The prespecified interim analysis was conducted after 60 days of follow-up had occurred in the first 150 patients randomized. The trial was halted for efficacy following the interim data, though the study authors noted that the intent-to-treat (ITT) population had a 51.6% relative reduction in all-cause mortality with sabizabulin compared to placebo.
Mean patient age in the interim analysis population was 60 years, just over two-thirds were men, and mean body mass index (BMI) was 32.8. For comorbidities, 60% had hypertension, 63% had respiratory issues, 51% had pneumonia, and 37.3% had diabetes.
A third of the patients had a WHO ordinal scale score of 4 (oxygen by mask or nasal prongs), 60% were on noninvasive ventilation or high-flow oxygen, and 7.3% required mechanical ventilation. Most patients received standard-of-care treatments, including dexamethasone in 83%, remdesivir (Veklury) in 33%, tocilizumab (Actemra) in 10%, and either baricitinib (Olumiant) or tofacitinib (Xeljanz) in 12%.

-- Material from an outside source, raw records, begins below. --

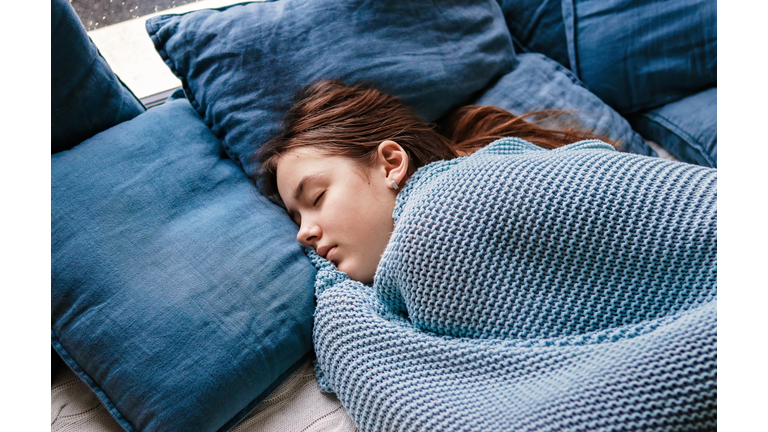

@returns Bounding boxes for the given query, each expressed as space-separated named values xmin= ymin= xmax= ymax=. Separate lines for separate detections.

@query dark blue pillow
xmin=498 ymin=0 xmax=571 ymax=68
xmin=51 ymin=95 xmax=315 ymax=431
xmin=51 ymin=0 xmax=144 ymax=153
xmin=629 ymin=87 xmax=717 ymax=168
xmin=498 ymin=0 xmax=717 ymax=114
xmin=474 ymin=53 xmax=656 ymax=156
xmin=147 ymin=0 xmax=515 ymax=176
xmin=562 ymin=0 xmax=717 ymax=114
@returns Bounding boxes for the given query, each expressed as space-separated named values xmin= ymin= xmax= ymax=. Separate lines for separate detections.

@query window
xmin=70 ymin=0 xmax=243 ymax=100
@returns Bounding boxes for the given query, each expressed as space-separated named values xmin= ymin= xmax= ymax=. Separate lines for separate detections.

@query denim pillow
xmin=562 ymin=0 xmax=717 ymax=114
xmin=629 ymin=87 xmax=717 ymax=168
xmin=51 ymin=95 xmax=315 ymax=431
xmin=498 ymin=0 xmax=571 ymax=68
xmin=146 ymin=0 xmax=515 ymax=173
xmin=51 ymin=0 xmax=144 ymax=153
xmin=474 ymin=53 xmax=656 ymax=156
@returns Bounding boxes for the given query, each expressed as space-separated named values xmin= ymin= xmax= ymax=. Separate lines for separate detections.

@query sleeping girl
xmin=253 ymin=81 xmax=717 ymax=430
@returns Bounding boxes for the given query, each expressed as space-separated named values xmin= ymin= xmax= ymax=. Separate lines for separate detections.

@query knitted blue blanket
xmin=309 ymin=138 xmax=717 ymax=431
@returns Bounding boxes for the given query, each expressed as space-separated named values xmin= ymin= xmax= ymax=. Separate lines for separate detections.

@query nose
xmin=296 ymin=220 xmax=323 ymax=247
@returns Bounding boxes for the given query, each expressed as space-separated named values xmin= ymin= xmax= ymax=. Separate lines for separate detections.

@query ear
xmin=376 ymin=140 xmax=409 ymax=188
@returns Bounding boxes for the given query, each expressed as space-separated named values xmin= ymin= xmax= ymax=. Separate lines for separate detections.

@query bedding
xmin=51 ymin=361 xmax=357 ymax=432
xmin=628 ymin=87 xmax=717 ymax=168
xmin=308 ymin=138 xmax=717 ymax=431
xmin=51 ymin=0 xmax=716 ymax=431
xmin=51 ymin=0 xmax=144 ymax=154
xmin=147 ymin=0 xmax=515 ymax=174
xmin=500 ymin=0 xmax=717 ymax=115
xmin=51 ymin=95 xmax=315 ymax=431
xmin=472 ymin=53 xmax=656 ymax=156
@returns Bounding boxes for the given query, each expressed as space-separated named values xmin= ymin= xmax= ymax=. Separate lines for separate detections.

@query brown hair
xmin=251 ymin=80 xmax=616 ymax=204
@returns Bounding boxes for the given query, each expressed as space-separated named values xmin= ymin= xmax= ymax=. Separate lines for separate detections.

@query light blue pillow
xmin=51 ymin=0 xmax=144 ymax=153
xmin=146 ymin=0 xmax=515 ymax=173
xmin=51 ymin=99 xmax=315 ymax=431
xmin=475 ymin=53 xmax=656 ymax=156
xmin=629 ymin=87 xmax=717 ymax=168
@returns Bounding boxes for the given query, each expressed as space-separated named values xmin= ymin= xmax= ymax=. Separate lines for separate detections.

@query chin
xmin=336 ymin=263 xmax=373 ymax=284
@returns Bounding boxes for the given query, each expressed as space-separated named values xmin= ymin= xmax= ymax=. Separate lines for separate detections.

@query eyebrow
xmin=293 ymin=174 xmax=320 ymax=201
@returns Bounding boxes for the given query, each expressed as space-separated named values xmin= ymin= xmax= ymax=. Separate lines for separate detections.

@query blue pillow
xmin=146 ymin=0 xmax=515 ymax=173
xmin=629 ymin=87 xmax=717 ymax=168
xmin=560 ymin=0 xmax=717 ymax=114
xmin=51 ymin=95 xmax=315 ymax=431
xmin=475 ymin=53 xmax=656 ymax=156
xmin=498 ymin=0 xmax=571 ymax=68
xmin=51 ymin=0 xmax=144 ymax=153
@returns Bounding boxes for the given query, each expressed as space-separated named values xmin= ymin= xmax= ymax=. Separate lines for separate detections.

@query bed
xmin=51 ymin=0 xmax=717 ymax=431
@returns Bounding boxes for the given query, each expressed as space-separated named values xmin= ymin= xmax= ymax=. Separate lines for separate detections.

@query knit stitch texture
xmin=308 ymin=138 xmax=717 ymax=431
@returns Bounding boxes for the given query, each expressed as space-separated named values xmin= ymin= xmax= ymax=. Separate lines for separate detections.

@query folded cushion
xmin=498 ymin=0 xmax=571 ymax=67
xmin=562 ymin=0 xmax=717 ymax=114
xmin=51 ymin=0 xmax=144 ymax=153
xmin=51 ymin=95 xmax=315 ymax=431
xmin=475 ymin=53 xmax=656 ymax=156
xmin=147 ymin=0 xmax=514 ymax=176
xmin=629 ymin=87 xmax=717 ymax=168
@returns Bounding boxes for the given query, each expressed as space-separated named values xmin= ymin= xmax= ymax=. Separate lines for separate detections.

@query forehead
xmin=275 ymin=148 xmax=355 ymax=201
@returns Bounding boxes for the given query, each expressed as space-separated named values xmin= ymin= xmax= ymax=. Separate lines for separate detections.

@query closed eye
xmin=312 ymin=191 xmax=325 ymax=206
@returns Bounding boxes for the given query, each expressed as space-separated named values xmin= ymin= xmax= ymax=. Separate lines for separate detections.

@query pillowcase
xmin=51 ymin=0 xmax=144 ymax=153
xmin=146 ymin=0 xmax=515 ymax=173
xmin=51 ymin=99 xmax=315 ymax=431
xmin=562 ymin=0 xmax=717 ymax=115
xmin=498 ymin=0 xmax=571 ymax=68
xmin=629 ymin=87 xmax=717 ymax=168
xmin=499 ymin=0 xmax=717 ymax=114
xmin=474 ymin=53 xmax=657 ymax=156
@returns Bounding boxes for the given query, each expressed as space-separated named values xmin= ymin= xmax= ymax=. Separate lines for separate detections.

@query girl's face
xmin=276 ymin=141 xmax=408 ymax=283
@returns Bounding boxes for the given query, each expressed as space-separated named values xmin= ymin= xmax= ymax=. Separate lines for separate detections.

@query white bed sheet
xmin=51 ymin=362 xmax=357 ymax=432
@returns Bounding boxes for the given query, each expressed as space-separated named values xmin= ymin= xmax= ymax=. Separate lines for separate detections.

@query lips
xmin=317 ymin=245 xmax=336 ymax=261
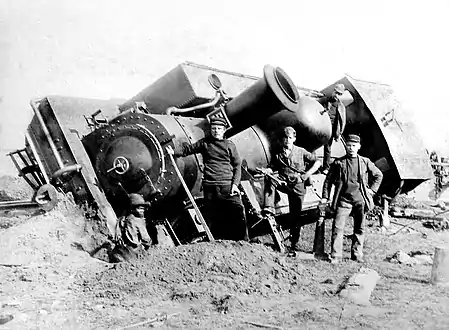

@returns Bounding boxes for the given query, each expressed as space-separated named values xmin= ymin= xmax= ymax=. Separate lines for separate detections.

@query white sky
xmin=0 ymin=0 xmax=449 ymax=156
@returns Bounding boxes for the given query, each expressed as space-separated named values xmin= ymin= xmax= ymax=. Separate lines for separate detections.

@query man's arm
xmin=322 ymin=162 xmax=338 ymax=202
xmin=166 ymin=140 xmax=204 ymax=157
xmin=301 ymin=150 xmax=321 ymax=181
xmin=229 ymin=141 xmax=242 ymax=188
xmin=366 ymin=159 xmax=384 ymax=193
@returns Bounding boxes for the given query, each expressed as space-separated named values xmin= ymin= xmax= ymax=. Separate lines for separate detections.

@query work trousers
xmin=265 ymin=179 xmax=305 ymax=248
xmin=123 ymin=215 xmax=151 ymax=249
xmin=203 ymin=185 xmax=248 ymax=241
xmin=331 ymin=201 xmax=365 ymax=259
xmin=322 ymin=137 xmax=334 ymax=170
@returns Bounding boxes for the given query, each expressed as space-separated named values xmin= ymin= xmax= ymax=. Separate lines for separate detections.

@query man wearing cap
xmin=167 ymin=117 xmax=248 ymax=240
xmin=321 ymin=134 xmax=383 ymax=263
xmin=261 ymin=126 xmax=321 ymax=252
xmin=318 ymin=84 xmax=346 ymax=174
xmin=122 ymin=194 xmax=152 ymax=250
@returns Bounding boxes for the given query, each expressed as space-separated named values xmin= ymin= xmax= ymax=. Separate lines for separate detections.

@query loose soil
xmin=0 ymin=179 xmax=449 ymax=329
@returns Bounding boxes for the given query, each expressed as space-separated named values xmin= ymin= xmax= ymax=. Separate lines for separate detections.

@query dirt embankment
xmin=0 ymin=179 xmax=449 ymax=329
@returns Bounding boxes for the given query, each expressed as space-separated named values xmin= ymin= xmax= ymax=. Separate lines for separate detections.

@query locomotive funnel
xmin=226 ymin=65 xmax=299 ymax=136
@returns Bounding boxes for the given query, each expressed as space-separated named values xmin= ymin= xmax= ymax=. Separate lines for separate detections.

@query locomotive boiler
xmin=7 ymin=62 xmax=432 ymax=244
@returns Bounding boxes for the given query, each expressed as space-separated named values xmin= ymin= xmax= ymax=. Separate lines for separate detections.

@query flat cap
xmin=129 ymin=194 xmax=150 ymax=206
xmin=334 ymin=84 xmax=346 ymax=94
xmin=346 ymin=134 xmax=360 ymax=143
xmin=210 ymin=117 xmax=227 ymax=127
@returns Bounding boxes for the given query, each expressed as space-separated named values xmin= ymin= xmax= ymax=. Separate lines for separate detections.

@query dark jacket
xmin=323 ymin=155 xmax=383 ymax=210
xmin=175 ymin=137 xmax=242 ymax=186
xmin=318 ymin=96 xmax=346 ymax=138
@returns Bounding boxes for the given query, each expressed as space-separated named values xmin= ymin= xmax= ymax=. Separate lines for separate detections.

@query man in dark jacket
xmin=318 ymin=84 xmax=346 ymax=174
xmin=122 ymin=194 xmax=152 ymax=250
xmin=321 ymin=135 xmax=383 ymax=263
xmin=167 ymin=118 xmax=248 ymax=240
xmin=261 ymin=126 xmax=321 ymax=252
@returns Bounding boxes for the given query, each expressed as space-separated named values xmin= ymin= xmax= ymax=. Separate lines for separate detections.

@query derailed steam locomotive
xmin=11 ymin=63 xmax=430 ymax=245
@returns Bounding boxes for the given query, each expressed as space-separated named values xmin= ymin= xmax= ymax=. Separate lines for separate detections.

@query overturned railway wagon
xmin=11 ymin=62 xmax=431 ymax=241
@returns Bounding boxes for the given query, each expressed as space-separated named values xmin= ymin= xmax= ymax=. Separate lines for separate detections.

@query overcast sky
xmin=0 ymin=0 xmax=449 ymax=161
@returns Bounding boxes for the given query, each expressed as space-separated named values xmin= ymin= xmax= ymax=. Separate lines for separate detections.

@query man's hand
xmin=165 ymin=146 xmax=175 ymax=156
xmin=230 ymin=184 xmax=240 ymax=196
xmin=300 ymin=172 xmax=310 ymax=182
xmin=257 ymin=167 xmax=273 ymax=174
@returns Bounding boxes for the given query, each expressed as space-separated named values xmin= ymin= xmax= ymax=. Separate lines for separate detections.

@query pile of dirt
xmin=0 ymin=175 xmax=34 ymax=201
xmin=0 ymin=195 xmax=105 ymax=265
xmin=79 ymin=241 xmax=311 ymax=304
xmin=390 ymin=195 xmax=432 ymax=210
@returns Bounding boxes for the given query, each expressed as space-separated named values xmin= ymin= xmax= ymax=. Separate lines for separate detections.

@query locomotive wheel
xmin=33 ymin=184 xmax=58 ymax=211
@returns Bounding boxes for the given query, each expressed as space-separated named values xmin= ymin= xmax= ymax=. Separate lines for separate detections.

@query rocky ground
xmin=0 ymin=174 xmax=449 ymax=329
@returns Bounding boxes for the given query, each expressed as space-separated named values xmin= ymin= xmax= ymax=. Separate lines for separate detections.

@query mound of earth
xmin=0 ymin=192 xmax=449 ymax=329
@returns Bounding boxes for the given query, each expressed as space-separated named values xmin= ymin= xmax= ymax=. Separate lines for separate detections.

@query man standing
xmin=122 ymin=194 xmax=152 ymax=250
xmin=318 ymin=84 xmax=346 ymax=174
xmin=167 ymin=118 xmax=248 ymax=240
xmin=261 ymin=126 xmax=321 ymax=252
xmin=321 ymin=135 xmax=383 ymax=263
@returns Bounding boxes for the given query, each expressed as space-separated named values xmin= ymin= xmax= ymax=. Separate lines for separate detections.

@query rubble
xmin=387 ymin=251 xmax=433 ymax=266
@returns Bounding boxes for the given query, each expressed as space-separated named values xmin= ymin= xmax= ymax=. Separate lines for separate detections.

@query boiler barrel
xmin=226 ymin=65 xmax=299 ymax=136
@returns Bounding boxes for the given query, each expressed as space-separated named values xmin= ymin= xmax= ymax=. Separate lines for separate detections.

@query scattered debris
xmin=422 ymin=218 xmax=449 ymax=231
xmin=430 ymin=246 xmax=449 ymax=286
xmin=117 ymin=313 xmax=180 ymax=330
xmin=340 ymin=267 xmax=380 ymax=305
xmin=387 ymin=251 xmax=432 ymax=266
xmin=243 ymin=321 xmax=282 ymax=330
xmin=212 ymin=294 xmax=243 ymax=314
xmin=0 ymin=314 xmax=14 ymax=325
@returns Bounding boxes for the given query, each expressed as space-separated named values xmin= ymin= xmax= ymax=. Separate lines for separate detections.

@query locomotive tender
xmin=11 ymin=62 xmax=430 ymax=242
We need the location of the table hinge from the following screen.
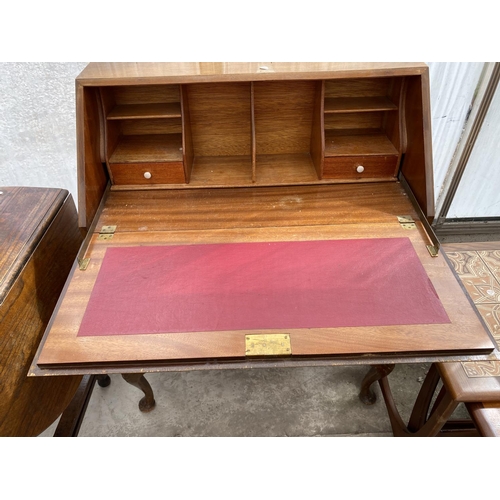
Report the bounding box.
[426,245,439,257]
[78,258,90,271]
[97,226,116,240]
[398,215,417,229]
[245,333,292,356]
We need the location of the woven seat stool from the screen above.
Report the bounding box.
[379,361,500,437]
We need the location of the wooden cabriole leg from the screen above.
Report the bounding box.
[359,365,395,405]
[122,373,156,412]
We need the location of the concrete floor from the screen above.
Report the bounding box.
[41,364,465,437]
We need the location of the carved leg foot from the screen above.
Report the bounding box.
[96,375,111,387]
[359,365,395,405]
[122,373,156,412]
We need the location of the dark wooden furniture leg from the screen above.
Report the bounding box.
[359,365,395,405]
[54,375,98,437]
[379,364,478,437]
[122,373,156,412]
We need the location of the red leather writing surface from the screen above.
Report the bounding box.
[79,238,450,335]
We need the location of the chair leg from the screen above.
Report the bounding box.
[408,363,440,432]
[379,377,458,437]
[359,365,395,405]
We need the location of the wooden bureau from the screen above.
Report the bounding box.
[31,63,494,412]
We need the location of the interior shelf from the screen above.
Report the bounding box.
[189,153,318,187]
[107,102,181,120]
[325,96,398,113]
[109,134,182,163]
[325,130,398,157]
[189,155,252,187]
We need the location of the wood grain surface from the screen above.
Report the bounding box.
[33,183,493,368]
[0,187,82,436]
[77,62,427,85]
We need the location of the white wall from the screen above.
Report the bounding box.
[0,62,483,212]
[427,62,484,201]
[0,63,87,203]
[447,80,500,219]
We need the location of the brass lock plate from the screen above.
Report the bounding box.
[245,333,292,356]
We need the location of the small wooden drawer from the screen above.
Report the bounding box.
[323,155,398,179]
[110,161,186,185]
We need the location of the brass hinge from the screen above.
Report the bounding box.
[398,215,417,229]
[245,333,292,356]
[97,226,116,240]
[78,258,90,271]
[398,215,439,257]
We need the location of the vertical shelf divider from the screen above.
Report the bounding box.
[250,82,257,182]
[311,80,325,180]
[179,85,194,184]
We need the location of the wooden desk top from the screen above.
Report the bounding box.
[77,62,428,86]
[33,183,494,373]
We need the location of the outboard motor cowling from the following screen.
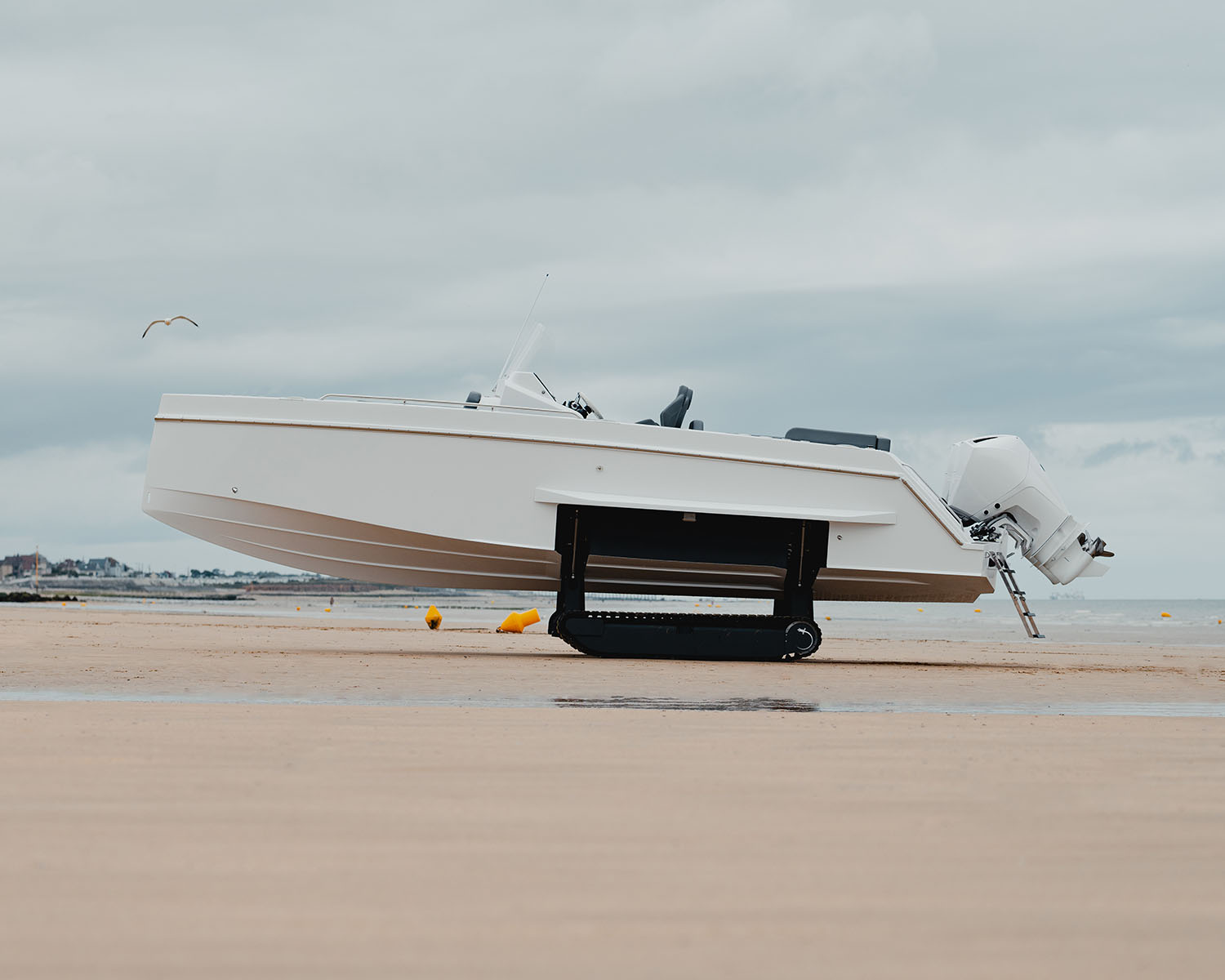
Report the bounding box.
[945,436,1112,586]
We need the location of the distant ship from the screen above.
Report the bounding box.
[142,328,1110,659]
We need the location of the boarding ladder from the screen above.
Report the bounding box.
[991,551,1046,639]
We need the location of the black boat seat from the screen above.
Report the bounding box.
[786,429,892,452]
[639,385,701,429]
[659,385,693,429]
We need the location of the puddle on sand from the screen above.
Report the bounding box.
[0,690,1225,718]
[553,697,821,712]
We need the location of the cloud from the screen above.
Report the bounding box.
[0,0,1225,590]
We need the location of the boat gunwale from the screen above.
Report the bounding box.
[154,413,985,550]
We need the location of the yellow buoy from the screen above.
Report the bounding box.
[425,605,443,630]
[497,609,541,634]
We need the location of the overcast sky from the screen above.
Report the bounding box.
[0,0,1225,598]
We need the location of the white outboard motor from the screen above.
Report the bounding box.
[945,436,1112,586]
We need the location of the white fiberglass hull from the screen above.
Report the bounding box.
[142,394,994,602]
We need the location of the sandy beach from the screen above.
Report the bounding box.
[0,605,1225,978]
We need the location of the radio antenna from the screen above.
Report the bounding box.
[514,272,549,347]
[494,272,549,394]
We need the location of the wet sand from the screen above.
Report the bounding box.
[0,607,1225,977]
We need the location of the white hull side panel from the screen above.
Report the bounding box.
[144,396,991,602]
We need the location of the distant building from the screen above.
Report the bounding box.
[78,558,130,578]
[0,555,51,578]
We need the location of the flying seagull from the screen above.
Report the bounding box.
[141,316,200,337]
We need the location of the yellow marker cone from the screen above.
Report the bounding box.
[425,605,443,630]
[497,609,541,634]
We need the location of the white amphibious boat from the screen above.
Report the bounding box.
[144,335,1109,656]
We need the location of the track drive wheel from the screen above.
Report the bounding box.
[783,620,821,661]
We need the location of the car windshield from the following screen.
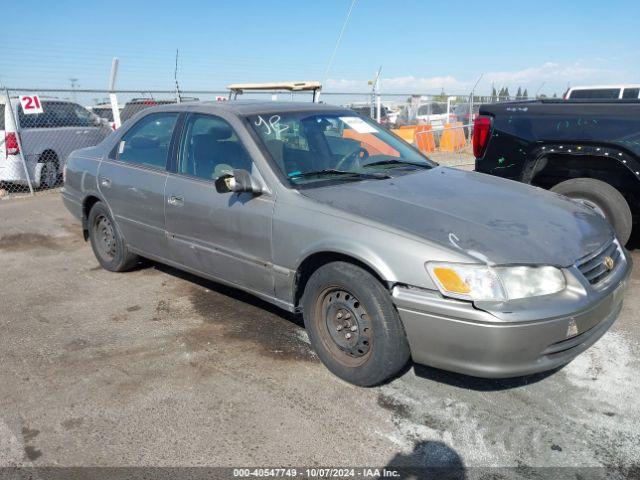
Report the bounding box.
[248,112,436,186]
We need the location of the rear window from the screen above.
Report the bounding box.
[18,101,93,128]
[569,88,620,100]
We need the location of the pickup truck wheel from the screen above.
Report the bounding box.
[88,202,139,272]
[302,262,410,387]
[551,178,633,245]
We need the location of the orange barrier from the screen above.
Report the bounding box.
[391,125,416,143]
[416,125,436,153]
[440,122,466,152]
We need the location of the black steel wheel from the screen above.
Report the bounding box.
[302,262,410,386]
[314,287,373,367]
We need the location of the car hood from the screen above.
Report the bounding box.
[302,167,613,267]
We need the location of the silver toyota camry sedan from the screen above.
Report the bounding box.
[62,101,631,386]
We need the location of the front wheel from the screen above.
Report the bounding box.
[88,202,139,272]
[302,262,410,387]
[551,178,633,245]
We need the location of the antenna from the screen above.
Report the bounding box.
[173,48,182,103]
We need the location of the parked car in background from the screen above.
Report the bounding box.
[86,103,123,130]
[453,103,480,138]
[452,103,480,125]
[62,101,631,386]
[473,100,640,244]
[120,97,198,123]
[0,96,111,188]
[564,84,640,100]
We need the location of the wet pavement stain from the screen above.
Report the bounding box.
[24,445,42,461]
[22,427,40,443]
[60,418,84,430]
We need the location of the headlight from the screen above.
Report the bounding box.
[427,262,566,301]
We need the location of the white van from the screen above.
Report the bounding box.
[0,96,111,188]
[564,84,640,100]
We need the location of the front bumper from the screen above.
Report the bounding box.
[392,253,631,378]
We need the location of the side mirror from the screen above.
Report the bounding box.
[216,170,262,195]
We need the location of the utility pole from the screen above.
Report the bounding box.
[69,78,78,102]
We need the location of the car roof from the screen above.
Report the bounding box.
[144,100,349,116]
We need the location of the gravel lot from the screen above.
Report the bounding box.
[0,192,640,472]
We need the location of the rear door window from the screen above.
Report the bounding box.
[18,101,93,128]
[112,112,178,169]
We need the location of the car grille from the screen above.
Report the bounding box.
[576,240,621,285]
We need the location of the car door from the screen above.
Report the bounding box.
[165,114,274,295]
[98,112,178,259]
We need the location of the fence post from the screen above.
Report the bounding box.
[4,87,35,195]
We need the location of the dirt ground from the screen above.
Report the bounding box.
[0,193,640,471]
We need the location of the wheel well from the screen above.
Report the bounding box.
[38,150,59,164]
[294,252,389,307]
[82,195,100,241]
[531,155,640,213]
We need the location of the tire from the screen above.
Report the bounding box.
[551,178,633,245]
[39,153,59,188]
[302,262,410,387]
[87,202,140,272]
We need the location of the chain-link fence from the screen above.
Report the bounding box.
[0,88,501,198]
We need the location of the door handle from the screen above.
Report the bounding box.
[167,195,184,207]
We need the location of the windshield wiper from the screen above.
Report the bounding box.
[289,168,391,180]
[362,159,431,169]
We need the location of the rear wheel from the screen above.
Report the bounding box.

As noted, subgroup analyses for the primary endpoint — including age, sex, baseline comorbidities or BMI, whether standard of care was received, and WHO ordinal scale score — all favored the sabizabulin group.
Barnette’s team also looked at geographic location, and patients in the U.S. receiving sabizabulin had a 55.5% relative mortality reduction at 60 days (RR 0.44, 95% CI 0.24-0.81). Of note, vaccination status (45% had received one to three doses) was not included in the subgroup analysis, leaving the question of the drug’s efficacy in this large subpopulation somewhat open.
In the ITT population, treatment-emergent adverse events (AEs) were lower in the sabizabulin arm (62% vs 78%), as were serious AEs (29% vs 46%).
Disclosures
The study was funded by Veru and multiple authors are employed by the company or disclosed relationships with it. Co-authors also disclosed relationships with Atea, Fujifilm, HD Research, Incyte, Kinevant, RedHill BioPharma, and Syndax.